La Sala delle Colonne del Palazzo Civico di Torino ha ospitato un importante giornata di studi sulla contabilità accrual, il sistema unico di contabilità economico-patrimoniale per le pubbliche amministrazioni, basato sulla competenza economica e sugli standard internazionali IPSAS/EPSAS. L’evento ha rappresentato un momento cruciale di dialogo tra le istituzioni nazionali, locali e il mondo accademico su quella che è stata definita come una delle trasformazioni più rilevanti per il futuro della gestione pubblica.
La riforma accrual, introdotta dalla Riforma 1.15 del PNRR, si configura come molto più di un semplice cambiamento tecnico-contabile. Come evidenziato durante i lavori, essa rappresenta una leva strategica fondamentale per rafforzare la trasparenza, l’accountability e la qualità dei processi decisionali. Il passaggio culturale risiede nel considerare il bilancio non più come un mero adempimento burocratico, ma come un vero strumento di governo capace di misurare la creazione di valore pubblico per i cittadini.
I lavori si sono aperti con i saluti istituzionali di Michele Vitale, direttore generale Nord Ovest della Ragioneria Territoriale dello Stato, e Maria Di Iorio, della Ragioneria Territoriale di Torino/Aosta.
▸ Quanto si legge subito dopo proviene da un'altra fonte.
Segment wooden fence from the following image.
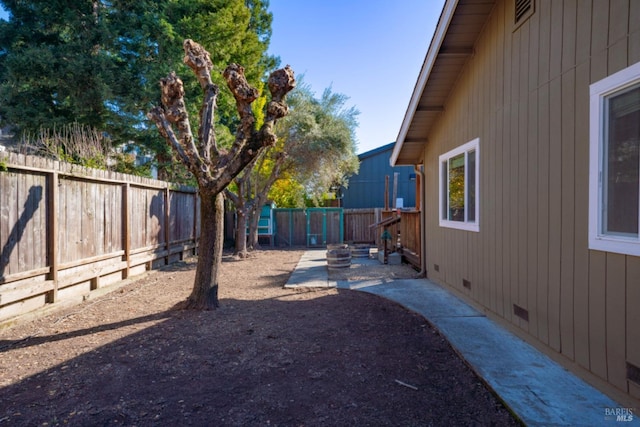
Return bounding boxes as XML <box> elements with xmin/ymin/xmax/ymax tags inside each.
<box><xmin>0</xmin><ymin>153</ymin><xmax>199</xmax><ymax>321</ymax></box>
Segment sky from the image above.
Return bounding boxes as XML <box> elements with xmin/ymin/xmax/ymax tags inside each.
<box><xmin>269</xmin><ymin>0</ymin><xmax>444</xmax><ymax>153</ymax></box>
<box><xmin>0</xmin><ymin>0</ymin><xmax>444</xmax><ymax>154</ymax></box>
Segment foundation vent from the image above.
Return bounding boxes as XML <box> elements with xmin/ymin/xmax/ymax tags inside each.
<box><xmin>513</xmin><ymin>0</ymin><xmax>534</xmax><ymax>26</ymax></box>
<box><xmin>627</xmin><ymin>362</ymin><xmax>640</xmax><ymax>385</ymax></box>
<box><xmin>513</xmin><ymin>304</ymin><xmax>529</xmax><ymax>322</ymax></box>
l dibattito è proseguito con il contributo di Roberto Pella, deputato e vicepresidente ANCI, e di Nazzarena Di Marco, dirigente dell’Ufficio Contabile della Prefettura di Torino, intervenuta in rappresentanza del prefetto Donato Cafagna. Il punto di vista delle amministrazioni locali è stato approfondito da Gabriella Nardelli, assessora al Bilancio del Comune di Torino, ed Elena Piastra, vicepresidente ANCI Piemonte, mentre Silvana Secinaro, professoressa ordinaria di Economia Aziendale dell’Università di Torino, ha introdotto la dimensione accademica del dibattito.
La sessione tecnica ha visto la partecipazione di Rocco Aprile e Carlo Iannone della Ragioneria Generale dello Stato, i quali hanno approfondito gli aspetti operativi e gli adempimenti necessari per gli enti in questa fase di transizione.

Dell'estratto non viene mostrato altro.